Posted in Finance, Accounting and Economics Terms, Total Reads: 345
Definition: Fed Speak
The term Fed Speak, in the monetary policy of the United States, refers to the verbose and wordy statements used by the Federal Reserve Board Chairmen to prevent the financial markets from over reacting to the chairman’s remarks. This strategy was predominantly used by Alan Greenspan during his tenure with the Federal Reserve.
The idea of Fed Speak originated from the fact that financial markets were heavily concerned with any statements the Fed chairmen used to make and most of the times, this led to self fulfilling prophecy. Thus in order to prevent this, the Fed Chairmen developed this way of putting up their statements : Fed Speak , to purposefully detract meaning from the statements using ambiguous and cautious words.

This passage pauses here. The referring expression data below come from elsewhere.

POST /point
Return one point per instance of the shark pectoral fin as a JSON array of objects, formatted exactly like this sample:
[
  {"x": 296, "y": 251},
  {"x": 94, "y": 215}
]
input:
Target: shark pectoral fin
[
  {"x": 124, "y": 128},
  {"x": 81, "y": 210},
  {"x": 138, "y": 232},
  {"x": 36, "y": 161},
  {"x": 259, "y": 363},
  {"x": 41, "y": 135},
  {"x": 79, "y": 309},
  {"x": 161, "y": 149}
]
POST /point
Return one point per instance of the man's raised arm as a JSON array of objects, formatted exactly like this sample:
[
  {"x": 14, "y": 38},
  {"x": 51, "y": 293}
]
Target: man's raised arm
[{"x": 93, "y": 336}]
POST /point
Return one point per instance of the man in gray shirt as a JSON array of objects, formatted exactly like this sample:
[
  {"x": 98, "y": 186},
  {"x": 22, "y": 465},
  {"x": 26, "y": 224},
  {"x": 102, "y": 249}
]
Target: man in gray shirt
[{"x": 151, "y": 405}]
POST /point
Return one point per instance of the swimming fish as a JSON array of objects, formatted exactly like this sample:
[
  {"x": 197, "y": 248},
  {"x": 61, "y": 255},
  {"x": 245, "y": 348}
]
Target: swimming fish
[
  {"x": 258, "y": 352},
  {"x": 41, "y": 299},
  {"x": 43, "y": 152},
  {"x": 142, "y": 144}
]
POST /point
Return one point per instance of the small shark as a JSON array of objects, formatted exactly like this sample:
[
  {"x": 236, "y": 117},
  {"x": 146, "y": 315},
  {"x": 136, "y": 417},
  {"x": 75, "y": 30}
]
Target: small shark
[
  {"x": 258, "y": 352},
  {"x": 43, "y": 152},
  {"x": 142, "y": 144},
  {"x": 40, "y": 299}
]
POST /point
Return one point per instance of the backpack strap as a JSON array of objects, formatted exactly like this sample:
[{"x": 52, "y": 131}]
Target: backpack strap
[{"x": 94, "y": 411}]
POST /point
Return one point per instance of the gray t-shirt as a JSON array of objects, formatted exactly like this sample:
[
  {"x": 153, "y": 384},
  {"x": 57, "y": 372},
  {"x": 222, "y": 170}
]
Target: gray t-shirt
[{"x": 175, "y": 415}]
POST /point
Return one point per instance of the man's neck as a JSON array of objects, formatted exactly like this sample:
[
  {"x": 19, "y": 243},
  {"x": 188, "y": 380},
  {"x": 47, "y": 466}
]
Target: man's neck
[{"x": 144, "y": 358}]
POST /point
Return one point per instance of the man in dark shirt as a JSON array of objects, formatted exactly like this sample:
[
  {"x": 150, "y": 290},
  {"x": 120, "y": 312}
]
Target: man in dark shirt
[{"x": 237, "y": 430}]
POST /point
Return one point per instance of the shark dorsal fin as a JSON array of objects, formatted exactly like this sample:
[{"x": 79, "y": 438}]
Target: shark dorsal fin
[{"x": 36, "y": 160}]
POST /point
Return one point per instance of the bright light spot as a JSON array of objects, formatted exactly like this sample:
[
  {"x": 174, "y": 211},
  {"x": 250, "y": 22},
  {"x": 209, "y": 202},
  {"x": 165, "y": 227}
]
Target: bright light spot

Alan Blinder called Fed speak as “a turgid dialect of English” by the Fed Chairmen in making wordy, vague and ambiguous statements. It was generally the strategy of Alan Greenspan , who was the chairman of the Federal Reserve Board from 1986 to 2006. He used to make vague and ambiguous statements with little substance, and it was not easy to interpret his statements. He is credited with making Fed Speak “ a high art” and popularizing it by the name of Green speak. He once said “What I’ve learned at the Federal Reserve is a new language which is called ‘Fed Speak’. You soon learn to mumble with great incoherence.”
Example: Following a speech of Greenspan in 1995, headlines of New York Times said “Doubts voiced by Greenspan on a Rate Cut”, whereas Washington Post’s headlines read “Greenspan Hints Fed may cut interest rates.”